Homens e mulheres do clube estão entre aqueles que aproveitaram os petrodólares que surgiram quando os preços do petróleo quadruplicaram no início dos anos 70 e transformaram a Venezuela num dos países mais ricos do mundo quase da noite para o dia. Foi a política pública míope que acompanhou o boom que finalmente devastou as fortunas de milhões de venezuelanos e produziu a revolução socialista que esses sócios do clube estão a suportar.
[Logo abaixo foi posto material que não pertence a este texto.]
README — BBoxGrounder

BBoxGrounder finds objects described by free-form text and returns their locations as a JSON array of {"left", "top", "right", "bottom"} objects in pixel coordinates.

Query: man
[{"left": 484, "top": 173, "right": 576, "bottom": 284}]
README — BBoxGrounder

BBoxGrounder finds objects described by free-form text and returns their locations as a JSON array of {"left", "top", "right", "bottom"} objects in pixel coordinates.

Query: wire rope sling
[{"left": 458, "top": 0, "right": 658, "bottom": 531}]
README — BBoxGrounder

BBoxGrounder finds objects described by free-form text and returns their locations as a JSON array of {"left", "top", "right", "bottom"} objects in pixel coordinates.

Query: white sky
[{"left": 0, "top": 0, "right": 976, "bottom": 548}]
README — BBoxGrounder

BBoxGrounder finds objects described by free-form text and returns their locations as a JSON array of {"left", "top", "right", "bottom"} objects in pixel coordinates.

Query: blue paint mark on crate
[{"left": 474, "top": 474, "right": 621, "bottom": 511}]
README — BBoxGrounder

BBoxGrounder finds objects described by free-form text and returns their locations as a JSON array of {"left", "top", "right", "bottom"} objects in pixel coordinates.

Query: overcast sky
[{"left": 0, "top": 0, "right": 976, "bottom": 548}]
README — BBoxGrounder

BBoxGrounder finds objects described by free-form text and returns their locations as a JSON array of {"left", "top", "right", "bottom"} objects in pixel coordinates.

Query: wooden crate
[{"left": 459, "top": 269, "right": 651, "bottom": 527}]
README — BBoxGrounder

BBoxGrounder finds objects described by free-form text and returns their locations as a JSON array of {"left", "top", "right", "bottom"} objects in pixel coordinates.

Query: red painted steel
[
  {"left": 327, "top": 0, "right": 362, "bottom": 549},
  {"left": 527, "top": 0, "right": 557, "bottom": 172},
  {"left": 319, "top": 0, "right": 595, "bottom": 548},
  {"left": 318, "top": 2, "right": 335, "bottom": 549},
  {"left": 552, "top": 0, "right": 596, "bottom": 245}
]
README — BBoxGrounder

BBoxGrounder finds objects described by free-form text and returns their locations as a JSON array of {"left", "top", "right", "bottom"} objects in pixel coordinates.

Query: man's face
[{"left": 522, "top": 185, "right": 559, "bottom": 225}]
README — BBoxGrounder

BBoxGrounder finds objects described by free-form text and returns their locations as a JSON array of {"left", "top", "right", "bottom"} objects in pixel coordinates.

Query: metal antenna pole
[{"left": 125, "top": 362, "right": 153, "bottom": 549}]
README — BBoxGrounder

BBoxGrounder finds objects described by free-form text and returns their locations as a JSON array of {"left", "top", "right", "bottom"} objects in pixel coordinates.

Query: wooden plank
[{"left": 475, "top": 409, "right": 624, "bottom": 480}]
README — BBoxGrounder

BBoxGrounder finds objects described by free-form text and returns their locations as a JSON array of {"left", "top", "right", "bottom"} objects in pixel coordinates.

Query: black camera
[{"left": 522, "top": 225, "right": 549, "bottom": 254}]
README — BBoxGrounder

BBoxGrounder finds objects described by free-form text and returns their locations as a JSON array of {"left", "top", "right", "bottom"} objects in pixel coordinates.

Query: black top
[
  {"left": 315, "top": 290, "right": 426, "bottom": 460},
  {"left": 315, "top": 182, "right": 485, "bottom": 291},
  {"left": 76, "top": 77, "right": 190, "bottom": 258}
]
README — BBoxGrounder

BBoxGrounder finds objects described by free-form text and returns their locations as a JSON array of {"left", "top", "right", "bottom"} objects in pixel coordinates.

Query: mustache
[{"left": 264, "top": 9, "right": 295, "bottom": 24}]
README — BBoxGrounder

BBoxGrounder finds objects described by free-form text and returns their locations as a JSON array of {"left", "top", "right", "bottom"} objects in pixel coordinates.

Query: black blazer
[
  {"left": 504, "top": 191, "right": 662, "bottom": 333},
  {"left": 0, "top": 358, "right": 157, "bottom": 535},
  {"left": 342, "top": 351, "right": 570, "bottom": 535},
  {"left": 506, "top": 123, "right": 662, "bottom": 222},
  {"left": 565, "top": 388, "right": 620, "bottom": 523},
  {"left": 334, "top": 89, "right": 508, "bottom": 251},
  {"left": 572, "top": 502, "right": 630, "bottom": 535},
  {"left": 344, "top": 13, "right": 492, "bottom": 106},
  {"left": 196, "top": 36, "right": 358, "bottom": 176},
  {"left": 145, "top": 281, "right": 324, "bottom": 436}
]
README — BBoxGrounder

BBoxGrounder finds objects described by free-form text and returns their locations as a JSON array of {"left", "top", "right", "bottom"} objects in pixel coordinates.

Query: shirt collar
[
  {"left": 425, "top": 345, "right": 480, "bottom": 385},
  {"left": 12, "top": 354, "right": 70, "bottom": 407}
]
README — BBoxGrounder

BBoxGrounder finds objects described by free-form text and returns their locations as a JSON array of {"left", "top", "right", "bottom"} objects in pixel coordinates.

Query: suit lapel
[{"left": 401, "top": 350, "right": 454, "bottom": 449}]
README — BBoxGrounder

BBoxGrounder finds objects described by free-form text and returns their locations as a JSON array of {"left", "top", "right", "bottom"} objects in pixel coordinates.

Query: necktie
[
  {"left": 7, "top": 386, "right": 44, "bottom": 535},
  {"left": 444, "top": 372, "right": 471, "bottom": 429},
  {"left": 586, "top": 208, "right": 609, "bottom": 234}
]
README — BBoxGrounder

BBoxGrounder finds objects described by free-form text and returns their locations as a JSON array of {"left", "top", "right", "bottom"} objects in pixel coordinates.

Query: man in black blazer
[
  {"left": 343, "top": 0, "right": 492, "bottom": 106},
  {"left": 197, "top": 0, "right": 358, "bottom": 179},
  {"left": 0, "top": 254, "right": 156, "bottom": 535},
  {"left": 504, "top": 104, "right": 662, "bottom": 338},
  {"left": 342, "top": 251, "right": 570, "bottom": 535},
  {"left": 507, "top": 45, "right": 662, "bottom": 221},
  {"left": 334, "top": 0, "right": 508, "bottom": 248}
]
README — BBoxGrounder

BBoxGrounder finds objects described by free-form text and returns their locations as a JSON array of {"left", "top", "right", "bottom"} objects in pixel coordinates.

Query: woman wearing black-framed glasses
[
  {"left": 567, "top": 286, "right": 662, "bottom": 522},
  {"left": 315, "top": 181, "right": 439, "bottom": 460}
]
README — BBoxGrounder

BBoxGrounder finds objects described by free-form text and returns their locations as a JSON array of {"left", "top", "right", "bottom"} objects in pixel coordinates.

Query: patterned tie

Tentam apegar-se aos seus bens, recusando, ao contrário de tantos amigos e parentes, mudar-se para Miami ou Madrid.

 

Encontram um estranho conforto no sentido de serem reféns num sequestro nacional. Planeiam uma reconstrução em larga escala se e quando Maduro puder ser derrubado, como exigem os EUA e dezenas de outros países. Não que os venezuelanos estejam a olhar para os 0,01% amplamente ressentidos como se fossem os seus salvadores.